Can we rephrase  this as a Lagrangian  dependent on position only,  i.e. not involve the  derivative? Let's say
that   there  is   a  scalar   field  $f$   of  constant   value   $f(x,  y)   =  c$.   So  our   task  is   to
minimise $S[y] = \int_{y} c$ where this notation refers to  a path integral along the curve $y(x)$. On the face
of it this is dependent on position only. However, the calculation ends up involving the derivative:
\begin{align*}
  \int_{y} c
  &= c\int_{y}4 \\
  &= c\int_{x_{0}}^{x_{1}}\sqrt{(\dx)^{2} + (y'(x)\dx)^{2}} \\
  &= x\int_{x_0}^{x_1} \sqrt{1 + y'(x)} \dx.
\end{align*}

\begin{align*}
  \int_{y} c
  &= c\int_{y}1 \\
  &= c\int_{x_{0}}^{x_{1}}\sqrt{(\dx)^{2} + (y'(x)\dx)^{2}} \\
  &= x\int_{x_0}^{x_1} \sqrt{1 + y'(x)} \dx.
\end{align*}

\begin{question*}
  In 1662 Fermat proposed that light, when passing from one point to another through a material with varying
  refractive index, takes the path which takes least time\footnote{\todo{In fact, the path taken is a
      stationary point with respect to the action? time? ...not necessarily least}}. What is this path?
\end{question*}

\begin{proof}
  Again consider a short section of the path of length $\Delta s$ above a section of the $x$-axis of
  length $\Delta x$. Let $c$ be the speed of light and $n$ be the refractive index in this region. This means
  that the light travels at speed $c/n$, and therefore takes time $(n/c)\Delta s$ to pass along the
  hypotenuse. The refractive index $n$ can vary with both $x$ and $y$, therefore a least-time path is a
  function $y(x)$ that minimizes
  \begin{align*}
    T = \int_{x_0}^{x_1} n(x, y(x)) \d s = \int_{x_0}^{x_1} n(x, y(x)) \sqrt{1 + y'(x)^2} \dx,
  \end{align*}
  with the constraint that the endpoints are fixed at $y(x_0) = y_0$ and $y(x_1) = y_1$.

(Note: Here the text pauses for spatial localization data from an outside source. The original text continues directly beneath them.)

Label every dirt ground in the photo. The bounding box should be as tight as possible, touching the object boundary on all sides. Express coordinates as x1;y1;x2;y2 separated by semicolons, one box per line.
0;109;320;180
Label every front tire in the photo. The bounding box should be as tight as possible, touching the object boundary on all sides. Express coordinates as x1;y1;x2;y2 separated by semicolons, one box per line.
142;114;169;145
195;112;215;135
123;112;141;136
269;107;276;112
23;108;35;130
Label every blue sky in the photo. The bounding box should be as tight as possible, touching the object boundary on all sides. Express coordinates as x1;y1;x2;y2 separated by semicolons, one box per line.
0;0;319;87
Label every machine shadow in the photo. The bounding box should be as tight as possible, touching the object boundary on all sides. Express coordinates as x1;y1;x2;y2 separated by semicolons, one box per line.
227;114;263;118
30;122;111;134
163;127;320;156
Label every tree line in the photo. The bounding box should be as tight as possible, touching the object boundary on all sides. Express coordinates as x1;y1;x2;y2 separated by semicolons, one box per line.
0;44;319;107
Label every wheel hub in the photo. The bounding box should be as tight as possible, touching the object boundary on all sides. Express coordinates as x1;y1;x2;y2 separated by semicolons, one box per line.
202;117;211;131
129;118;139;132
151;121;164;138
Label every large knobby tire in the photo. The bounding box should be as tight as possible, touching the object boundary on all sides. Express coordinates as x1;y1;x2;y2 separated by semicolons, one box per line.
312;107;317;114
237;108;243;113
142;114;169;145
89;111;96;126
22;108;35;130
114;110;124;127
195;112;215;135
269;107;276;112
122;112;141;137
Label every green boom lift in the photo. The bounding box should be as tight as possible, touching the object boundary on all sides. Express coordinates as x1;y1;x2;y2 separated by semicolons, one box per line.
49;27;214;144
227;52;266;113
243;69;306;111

  \todo{Find the function $y$ that minimizes this integral.}
\end{proof}

A naive thought would be to somehow treat $y$ similarly to how a variable is treated when minimizing a function
in in basic calculus, i.e. differentiate the expression with respect to $y$. Recall that the definition of
derivative is
\begin{align*}
  f'(y_0) = \lim_{y_1 \to y_0}\frac{f(y_1) - f(y_0)}{||y_1 - y_0||}.
\end{align*}

\todo{I think this is nonsense and the reason is that multiplication (and therefore division) of functions is
  not defined (they can be treated as vectors, so can be added and scaled, but do not have an obviously
  appropriate multiplication operation). I don't think choosing a norm would necessarily be problematic.}

\section{The Euler-Lagrange equations}

\begin{proof}
  Note that in both example problems, the integral to be minimized can be viewed as a scalar-valued \emph{functional}
  $S$ that depends on the \emph{function} $y$:
  \begin{align*}
    S[y](x_0, x_1) = \int_{x_0}^{x_1} f[x, y(x), y'(x)] \dx.
  \end{align*}
  The arguments of the function $f$ that is integrated are \emph{not functions}! They are numeric values at a single point
  in the path: the current $x$ value, the current $y$ value, and current slope. We will attempt to stick to a
  notation wherein a symbol like $y$ is a function, and $y(x)$ is a result of evaluating the function at input
  value $x$.

  We'll refer to $S$ as giving the \emph{cost} of traveling along the path $y$, from $(x_0, y_0)$ to $(x_1, y_1)$.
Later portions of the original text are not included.